La règle : un contrat, un employeur
Votre employeur est la personne qui a signé le contrat de travail. Pas le couple, pas la famille, pas celui qui vous dépose l'enfant le matin. Si un seul parent a signé, c'est lui qui vous emploie, lui qui déclare, lui qui paie — et lui seul qui peut modifier ou rompre le contrat.
Une séparation, un divorce, un déménagement ne rompent donc rien par eux-mêmes. Le contrat continue, aux mêmes conditions, tant que personne ne le rompt dans les formes. Si les deux parents ont signé, ils restent co-employeurs, et une décision qui vous concerne suppose leur accord commun.
Ce qui change en résidence alternée
Quand l'enfant vit une semaine chez l'un, une semaine chez l'autre, deux montages sont possibles :
- Un seul contrat, avec le parent signataire. Simple, mais tout repose sur lui : la déclaration, le paiement, et la répartition des frais entre les parents devient leur affaire privée.
- Deux contrats distincts, un par parent, chacun pour ses propres semaines d'accueil. Vous avez alors deux employeurs, deux mensualisations, deux déclarations Pajemploi — pour le même enfant.
Le second montage était longtemps pénalisant. Il ne l'est plus : depuis le 1er décembre 2025, chaque parent en résidence alternée peut percevoir son propre CMG, à condition d'employer directement l'assistante maternelle avec un contrat de travail distinct. Auparavant, un seul des deux y avait droit.
Deux conditions comptent, et ce sont les parents qui doivent s'en occuper : le partage des allocations familiales doit être demandé à la CAF au préalable, et chacun doit déclarer chaque mois à Pajemploi les heures et le salaire de sa propre part d'accueil.

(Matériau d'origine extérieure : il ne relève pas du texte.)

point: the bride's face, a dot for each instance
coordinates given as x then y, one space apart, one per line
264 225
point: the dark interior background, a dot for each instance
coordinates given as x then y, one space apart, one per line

Si l'employeur veut arrêter
Une séparation se solde souvent par un retrait de l'enfant : déménagement, changement de rythme, budget qui se resserre. C'est une rupture du contrat à l'initiative de l'employeur, avec tout ce qu'elle emporte — préavis, indemnité de rupture, régularisation des congés payés, documents de fin de contrat. Le simulateur de fin de contrat chiffre ce qui vous est dû.
Un point revient souvent : le parent qui part ne peut pas « transférer » le contrat à l'autre par un simple avenant. Changer d'employeur, c'est changer de contrat. Il faut rompre le premier dans les formes, puis en signer un nouveau. Sauter cette étape vous fait perdre l'ancienneté acquise, et brouille le calcul de tout ce qui en dépend.
Ce que vous faites
- Ressortez le contrat et regardez la signature. Elle désigne votre interlocuteur unique, quoi qu'on vous dise ensuite.
- Continuez d'appliquer le contrat en vigueur : mêmes horaires, même salaire. Vous n'avez pas à arbitrer entre deux versions de la nouvelle organisation.
- Demandez par écrit ce que les parents ont décidé, et à partir de quelle date. Une organisation nouvelle se formalise par un avenant signé, ou par un nouveau contrat.
- Si l'on vous propose deux contrats, vérifiez que chacun tient debout seul : semaines d'accueil, horaires, mensualisation, congés. Deux demi-contrats mal ficelés valent moins qu'un contrat clair.
- Ne cessez jamais d'accueillir l'enfant « en attendant que ça se règle ». Tant que le contrat court, vous devez l'exécuter — et vous devez être payée.